Cómo le había costado levantarse, asear lo mejor posible su covacha y salir a buscar algo de comer. Los días libres del trabajo permitidos se habían agotado ya, así que ni molestarse en volver a la hamburguesería. La tirantez de sus senos le hicieron dudar entre quién debía ser alimentado primero e instintivamente eligió al más débil. Fastidioso parásito que succionaba a cada rato la vida de ella. ¿Por qué no podía simplemente enchufarlo al tomacorriente para que se le cargue la batería?
Dos reglas ausentes, la confesión a su mejor amiga eficazmente esparcida en la red de chismes y la expulsión del colegio fue un hecho. Qué le ardió más, la lluvia de bofetadas de su madre o la expresión de qué chucha me importa de su novio, aderezado con un ni ha de ser mío el guagua, ahí te jodes; no sabía bien.

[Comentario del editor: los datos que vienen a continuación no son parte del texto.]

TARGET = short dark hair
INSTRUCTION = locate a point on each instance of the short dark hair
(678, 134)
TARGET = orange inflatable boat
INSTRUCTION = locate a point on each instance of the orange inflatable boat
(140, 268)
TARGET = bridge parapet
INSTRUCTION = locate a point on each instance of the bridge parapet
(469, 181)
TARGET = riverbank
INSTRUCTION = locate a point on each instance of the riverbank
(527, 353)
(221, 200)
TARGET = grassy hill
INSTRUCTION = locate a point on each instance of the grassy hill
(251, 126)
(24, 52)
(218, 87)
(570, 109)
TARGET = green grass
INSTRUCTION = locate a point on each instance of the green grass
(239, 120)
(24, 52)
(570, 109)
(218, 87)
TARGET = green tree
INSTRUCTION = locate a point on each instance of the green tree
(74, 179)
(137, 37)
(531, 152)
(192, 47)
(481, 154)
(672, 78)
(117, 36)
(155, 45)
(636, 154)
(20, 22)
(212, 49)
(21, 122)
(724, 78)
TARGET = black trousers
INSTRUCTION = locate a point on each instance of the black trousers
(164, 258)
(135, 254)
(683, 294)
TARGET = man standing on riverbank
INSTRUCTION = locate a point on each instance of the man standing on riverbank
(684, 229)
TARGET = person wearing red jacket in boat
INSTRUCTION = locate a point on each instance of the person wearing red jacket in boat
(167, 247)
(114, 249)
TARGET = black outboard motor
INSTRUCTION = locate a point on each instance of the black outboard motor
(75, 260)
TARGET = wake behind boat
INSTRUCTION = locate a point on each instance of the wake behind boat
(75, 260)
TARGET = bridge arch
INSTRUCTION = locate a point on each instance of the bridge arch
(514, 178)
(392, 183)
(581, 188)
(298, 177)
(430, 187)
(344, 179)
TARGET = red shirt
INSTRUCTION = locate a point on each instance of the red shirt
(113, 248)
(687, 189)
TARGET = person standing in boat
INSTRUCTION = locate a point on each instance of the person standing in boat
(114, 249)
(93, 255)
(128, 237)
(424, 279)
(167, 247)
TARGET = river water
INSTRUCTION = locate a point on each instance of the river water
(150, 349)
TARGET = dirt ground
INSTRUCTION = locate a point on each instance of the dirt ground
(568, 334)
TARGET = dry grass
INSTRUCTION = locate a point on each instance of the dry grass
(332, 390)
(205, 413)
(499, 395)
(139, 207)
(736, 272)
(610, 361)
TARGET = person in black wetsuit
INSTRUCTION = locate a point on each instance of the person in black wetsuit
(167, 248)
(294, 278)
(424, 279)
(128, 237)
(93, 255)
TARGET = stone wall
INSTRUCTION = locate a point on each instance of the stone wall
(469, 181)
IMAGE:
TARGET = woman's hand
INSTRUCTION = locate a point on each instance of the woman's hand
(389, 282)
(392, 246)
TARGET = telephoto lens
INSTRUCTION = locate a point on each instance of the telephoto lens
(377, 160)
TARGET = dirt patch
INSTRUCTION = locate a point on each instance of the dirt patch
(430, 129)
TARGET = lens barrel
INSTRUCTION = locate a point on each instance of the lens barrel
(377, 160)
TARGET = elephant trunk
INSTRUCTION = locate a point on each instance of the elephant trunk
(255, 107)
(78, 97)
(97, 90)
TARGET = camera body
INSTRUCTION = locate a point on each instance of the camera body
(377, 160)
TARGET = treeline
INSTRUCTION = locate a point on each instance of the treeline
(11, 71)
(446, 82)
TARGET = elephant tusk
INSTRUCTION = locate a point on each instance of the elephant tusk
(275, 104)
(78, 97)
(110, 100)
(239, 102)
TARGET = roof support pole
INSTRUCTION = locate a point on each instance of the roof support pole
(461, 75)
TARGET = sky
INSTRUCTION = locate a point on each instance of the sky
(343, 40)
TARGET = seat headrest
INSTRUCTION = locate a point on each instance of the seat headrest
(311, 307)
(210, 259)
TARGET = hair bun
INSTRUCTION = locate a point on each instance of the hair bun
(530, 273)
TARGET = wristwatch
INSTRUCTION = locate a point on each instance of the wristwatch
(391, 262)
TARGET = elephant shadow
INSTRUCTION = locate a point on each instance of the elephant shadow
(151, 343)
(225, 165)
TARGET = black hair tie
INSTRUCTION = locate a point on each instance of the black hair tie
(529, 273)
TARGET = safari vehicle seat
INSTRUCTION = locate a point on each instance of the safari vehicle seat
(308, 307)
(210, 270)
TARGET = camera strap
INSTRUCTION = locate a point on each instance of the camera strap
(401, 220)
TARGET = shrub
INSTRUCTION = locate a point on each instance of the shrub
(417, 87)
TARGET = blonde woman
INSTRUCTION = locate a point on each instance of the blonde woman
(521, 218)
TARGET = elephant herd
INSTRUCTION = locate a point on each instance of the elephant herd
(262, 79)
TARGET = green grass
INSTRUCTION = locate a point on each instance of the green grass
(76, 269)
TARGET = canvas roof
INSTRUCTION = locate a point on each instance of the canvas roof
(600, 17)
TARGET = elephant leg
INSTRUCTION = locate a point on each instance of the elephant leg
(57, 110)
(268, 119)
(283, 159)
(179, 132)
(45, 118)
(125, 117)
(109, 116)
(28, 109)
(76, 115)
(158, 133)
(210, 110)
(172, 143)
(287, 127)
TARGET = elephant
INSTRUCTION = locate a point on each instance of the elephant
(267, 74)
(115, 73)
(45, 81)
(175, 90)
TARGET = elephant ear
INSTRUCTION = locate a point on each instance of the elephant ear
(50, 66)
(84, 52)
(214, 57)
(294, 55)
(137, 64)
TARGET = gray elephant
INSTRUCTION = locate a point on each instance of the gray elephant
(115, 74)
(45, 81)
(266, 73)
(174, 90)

Notaba cómo se desvanecía el peso ganado en el embarazo junto al poco dinero ganado, mientras el guagua pasaba todo el maldito rato llorando, chillando y gimiendo. Nunca se callaba, nunca. Ni cuando lo sacudía y le palmeaba la espalda buscando que se calme. Qué tanto llora ese bebe, escuchaba de cuando en cuando. Y ahora, el cuerpecito empezaba a calentarse más de la cuenta. Los orificios nasales se llenaban de espeso moco verde.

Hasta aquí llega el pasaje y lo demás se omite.